Selon son récit, tout s’est joué dans une transition extrêmement banale du circuit Bugatti : « J’ai ralenti un peu au virage trois, et lorsque je suis entré dans le virage quatre, j’ai ouvert un peu plus les gaz et j’ai perdu l’avant de la moto en changeant de direction, ce à quoi je ne m’attendais pas. »

Alex Marquez

Le cauchemar d’Alex Marquez au Mans

C’est précisément ce détail qui risque d’alimenter les inquiétudes chez Ducati. Parce que depuis plusieurs courses, les pilotes Ducati multiplient les pertes d’avant extrêmement soudaines, souvent dans des situations où les pilotes eux-mêmes semblent surpris par la réaction de la GP26. Bagnaia en parle régulièrement. Marc Marquez aussi avant sa blessure. Et désormais Alex.

Or pendant ce temps-là, Aprilia semble évoluer dans une autre dimension. Au Mans, les RS-GP ont littéralement étouffé Ducati. Jorge Martin et Marco Bezzecchi ont imposé un rythme inaccessible, tandis qu’Ai Ogura complétait le triplé historique d’Aprilia. Alex Marquez lui-même l’a compris pendant la course.

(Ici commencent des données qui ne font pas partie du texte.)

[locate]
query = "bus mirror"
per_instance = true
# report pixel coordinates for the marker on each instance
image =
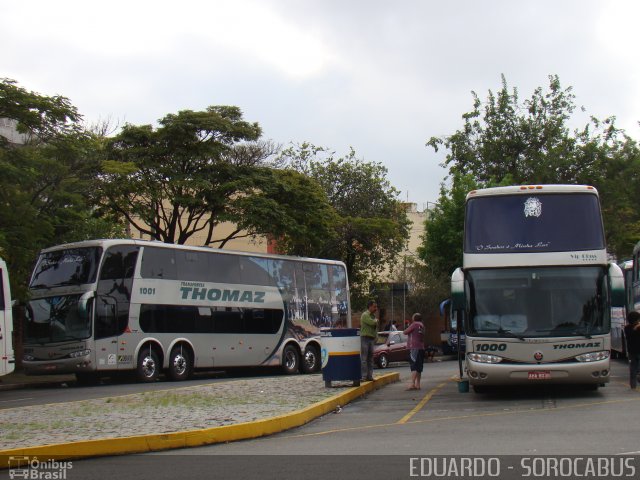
(458, 301)
(616, 284)
(83, 304)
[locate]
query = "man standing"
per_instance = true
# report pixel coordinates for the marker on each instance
(415, 343)
(368, 334)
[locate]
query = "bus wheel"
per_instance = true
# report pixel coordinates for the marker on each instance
(311, 360)
(179, 363)
(148, 366)
(290, 360)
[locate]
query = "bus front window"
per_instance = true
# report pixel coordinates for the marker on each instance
(56, 319)
(72, 266)
(538, 302)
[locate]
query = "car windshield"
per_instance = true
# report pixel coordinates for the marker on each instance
(538, 302)
(56, 319)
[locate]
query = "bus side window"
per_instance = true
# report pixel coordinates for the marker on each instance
(1, 291)
(119, 263)
(159, 263)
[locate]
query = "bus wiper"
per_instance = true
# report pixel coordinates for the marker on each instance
(509, 333)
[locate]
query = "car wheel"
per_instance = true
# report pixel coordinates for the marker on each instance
(383, 360)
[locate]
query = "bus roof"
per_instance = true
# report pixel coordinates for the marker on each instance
(528, 189)
(106, 243)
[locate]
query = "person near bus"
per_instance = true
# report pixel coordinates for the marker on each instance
(632, 335)
(368, 334)
(415, 344)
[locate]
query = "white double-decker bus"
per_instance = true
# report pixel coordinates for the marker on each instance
(536, 288)
(106, 306)
(7, 359)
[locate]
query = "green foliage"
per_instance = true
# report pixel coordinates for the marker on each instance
(442, 242)
(371, 227)
(508, 142)
(196, 171)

Avant sa chute, il avait observé la capacité des Aprilia à maintenir une vitesse de passage et une stabilité que Ducati semble avoir perdues depuis le passage à la GP26. Même Bagnaia, pourtant pilote officiel, reconnaissait après la course que les Aprilia disposaient désormais d’une accélération et d’une adhérence supérieures à l’angle maximal.

Pour Ducati, le problème devient donc double. La moto semble plus instable. Et ses pilotes commencent à payer physiquement cette instabilité.

Marc Marquez est déjà à l’infirmerie. Alex sort désorienté d’une chute apparemment anodine. Bagnaia multiplie les erreurs sous pression. Et au classement, Ducati regarde désormais Aprilia lui prendre progressivement le contrôle du championnat.

Le plus cruel pour Alex Marquez, c’est qu’il avait déjà réussi quelque chose de très fort en 2026 : prouver que sa victoire de Jerez n’était pas un accident. Mais au Mans, la réalité du moment a rattrapé tout Borgo Panigale.

Et pendant qu’Aprilia avance avec une confiance presque insolente, Ducati donne désormais l’impression d’une armée techniquement puissante… mais mentalement et physiquement fragilisée par une moto devenue beaucoup plus difficile à maîtriser à la limite.

Alex Marquez quitte Le Mans meurtri physiquement et moralement. Sa capacité à « reprendre ses esprits » ne s’applique pas seulement à son accident, mais à toute sa saison : il doit retrouver de la sérénité pour ne pas sombrer dans l’irrégularité qui guette le clan Ducati.